My family keeps talking about cats. "Your cat is not nice," my father told my sister when she arrived from her apartment down the street, with her black and white cat trailing her with suspicious looks.
"Mine is very nice, yours is not nice," she responds, speaking about my parents' black-and-white cat, which was having fun on the patio table. "They are mother and daughter," my mother reminded everyone of their common genes, which made us turn from dog lovers to cat lovers. She immediately continued by telling them that the silent black cat and the white female cate have once again shared their food.

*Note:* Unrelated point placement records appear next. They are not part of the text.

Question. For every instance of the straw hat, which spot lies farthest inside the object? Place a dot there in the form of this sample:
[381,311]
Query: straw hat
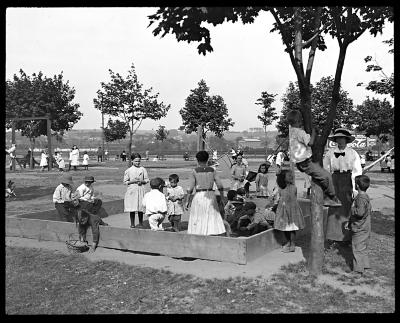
[89,179]
[342,132]
[66,179]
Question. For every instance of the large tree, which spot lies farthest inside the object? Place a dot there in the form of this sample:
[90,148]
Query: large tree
[301,28]
[38,96]
[204,110]
[127,101]
[320,102]
[268,113]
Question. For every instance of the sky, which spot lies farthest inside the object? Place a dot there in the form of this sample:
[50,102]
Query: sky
[84,43]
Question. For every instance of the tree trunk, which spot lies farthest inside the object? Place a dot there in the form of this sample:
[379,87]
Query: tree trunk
[130,148]
[317,231]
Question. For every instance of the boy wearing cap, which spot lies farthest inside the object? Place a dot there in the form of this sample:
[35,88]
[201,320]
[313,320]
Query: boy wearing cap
[252,222]
[64,200]
[155,204]
[85,194]
[300,152]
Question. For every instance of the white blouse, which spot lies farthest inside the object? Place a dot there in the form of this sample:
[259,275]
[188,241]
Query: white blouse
[350,161]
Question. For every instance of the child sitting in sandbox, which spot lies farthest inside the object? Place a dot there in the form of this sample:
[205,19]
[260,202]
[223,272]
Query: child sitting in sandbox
[155,204]
[252,222]
[85,219]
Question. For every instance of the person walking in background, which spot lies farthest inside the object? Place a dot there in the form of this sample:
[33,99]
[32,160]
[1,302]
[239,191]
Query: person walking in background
[12,154]
[288,215]
[204,217]
[135,178]
[344,164]
[123,156]
[59,160]
[74,157]
[174,196]
[70,159]
[262,181]
[155,204]
[99,154]
[238,173]
[360,225]
[85,161]
[44,159]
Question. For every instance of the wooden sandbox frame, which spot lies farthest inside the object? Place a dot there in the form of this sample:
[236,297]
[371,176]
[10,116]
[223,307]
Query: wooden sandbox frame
[180,245]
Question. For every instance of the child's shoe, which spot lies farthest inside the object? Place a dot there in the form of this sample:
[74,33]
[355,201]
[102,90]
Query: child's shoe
[332,202]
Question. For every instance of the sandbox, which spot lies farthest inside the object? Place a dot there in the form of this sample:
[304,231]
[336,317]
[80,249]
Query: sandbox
[42,226]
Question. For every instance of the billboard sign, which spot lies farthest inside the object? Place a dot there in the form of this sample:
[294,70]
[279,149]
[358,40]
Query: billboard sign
[359,143]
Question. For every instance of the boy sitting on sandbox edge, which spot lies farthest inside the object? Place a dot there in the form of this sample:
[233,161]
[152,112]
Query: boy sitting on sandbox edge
[300,144]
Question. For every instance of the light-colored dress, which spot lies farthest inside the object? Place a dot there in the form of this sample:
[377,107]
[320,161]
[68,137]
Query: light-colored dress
[262,184]
[74,156]
[205,218]
[288,216]
[60,162]
[43,160]
[134,193]
[175,207]
[238,171]
[85,161]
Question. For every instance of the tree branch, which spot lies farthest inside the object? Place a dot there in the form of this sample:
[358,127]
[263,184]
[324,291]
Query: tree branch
[314,44]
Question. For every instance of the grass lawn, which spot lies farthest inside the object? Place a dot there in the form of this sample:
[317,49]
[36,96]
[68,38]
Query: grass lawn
[51,282]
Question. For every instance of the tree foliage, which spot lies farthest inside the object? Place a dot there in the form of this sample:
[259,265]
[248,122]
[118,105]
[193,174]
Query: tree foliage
[127,101]
[202,109]
[268,113]
[375,117]
[321,96]
[115,130]
[386,84]
[36,96]
[161,133]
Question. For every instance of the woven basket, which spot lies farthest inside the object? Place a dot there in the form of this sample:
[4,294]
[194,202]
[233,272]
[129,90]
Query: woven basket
[75,245]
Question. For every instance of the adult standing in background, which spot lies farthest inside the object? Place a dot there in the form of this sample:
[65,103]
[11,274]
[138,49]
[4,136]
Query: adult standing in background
[279,160]
[344,164]
[99,154]
[135,178]
[74,156]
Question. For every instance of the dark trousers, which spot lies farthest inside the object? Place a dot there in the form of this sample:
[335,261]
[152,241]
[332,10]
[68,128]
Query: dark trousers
[319,175]
[175,221]
[132,217]
[91,207]
[66,211]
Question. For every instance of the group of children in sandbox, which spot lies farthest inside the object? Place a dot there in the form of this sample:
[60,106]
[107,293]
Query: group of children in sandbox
[238,216]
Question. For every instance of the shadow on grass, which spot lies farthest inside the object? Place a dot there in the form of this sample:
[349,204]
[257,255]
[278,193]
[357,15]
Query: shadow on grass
[382,224]
[33,192]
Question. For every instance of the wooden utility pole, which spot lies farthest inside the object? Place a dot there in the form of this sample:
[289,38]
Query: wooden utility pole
[200,141]
[49,143]
[13,142]
[102,135]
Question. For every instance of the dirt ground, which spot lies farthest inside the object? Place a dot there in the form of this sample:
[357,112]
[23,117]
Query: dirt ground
[34,192]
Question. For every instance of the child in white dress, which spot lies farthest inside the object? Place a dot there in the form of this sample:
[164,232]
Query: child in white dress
[174,196]
[85,161]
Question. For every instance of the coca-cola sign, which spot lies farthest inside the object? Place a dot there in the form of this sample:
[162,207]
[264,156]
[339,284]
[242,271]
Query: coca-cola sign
[359,142]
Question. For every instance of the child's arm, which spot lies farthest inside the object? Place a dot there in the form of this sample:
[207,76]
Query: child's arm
[359,208]
[312,138]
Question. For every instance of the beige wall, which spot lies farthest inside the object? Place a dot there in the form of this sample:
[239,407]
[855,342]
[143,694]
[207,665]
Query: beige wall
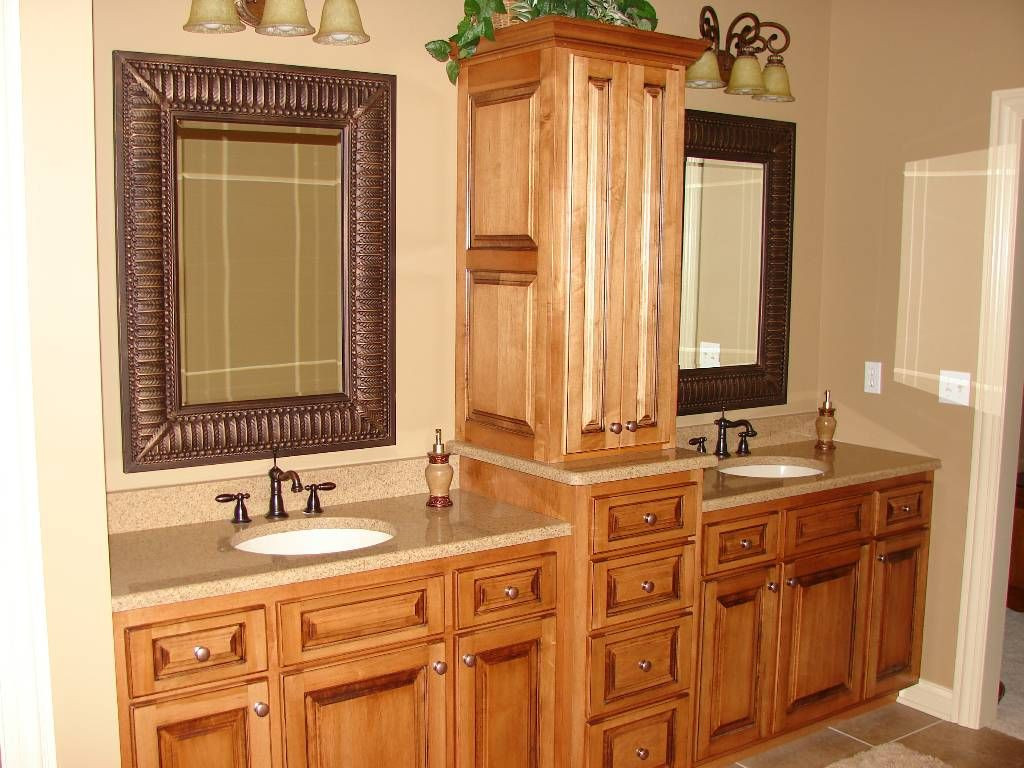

Eight cats roam the area. My parents and my sister feed all of them. They are all numbers, they have no names, except Zevulun, a skeletal cat with a truncated ear who had arrived a year ago and turned into a bully with shifting moods thanks to their care. He has been accompanying my parents and sister in their neighborhood walks in the same level of zealotry in which he has been scratching them.
The discussions has continued in the house over cats, the mulberries that my father has picked in his walks, on the points my mother has been tabulating as part of her weight-watcher program, and on the children who have been taking classes at my sister's studio.
This all has made the isolation for me and Ravid anything by isolated. The pace of things here is like a conversation that keeps twisting and turning but is only seldom interrupted and this makes me happy. This explains the inability of my family members to spot the moment someone is busy with something else and wants to avoid distractions. "Are you reading?" was a common question when I was young at home with my head literally inside a book. Without waiting for an answer, the person would start talking endlessly on what Shoshy the dog had done. But today there are eight cats rather than one dog.
Unfortunately, I have adopted this. From my window at the isolation area, I tell Ravid on the neighbor who keeps shouting at her kids every night, or on the neighbor that everyone hates because of his barking dog. Only after 10 minutes I realize that I have yet to receive a response. The poor thing just wants to watch Netflix and chill.
Even coronavirus gets its proper place in the conversations in my family. "There are 1,000 new cases today," my father tells us the news, with a satisfying yet grim look. "You guys are mad, no one is following the guidelines, another wave is coming," my mother concludes.
"Come on, since when are you all so convinced on the necessity of the guidelines?" my sister erupts, and provides contrarian data from YouTube, from clips she watches every night.
I so hope that she is right. But as for myself, who has arrived from the coronavirus-hit UK, I will stay in Herzliyya even after my isolation is over. I will continue to share stories about cats with my parents rather than go to Tel Aviv my love. Zevulun, that bastard, has already scratched me too!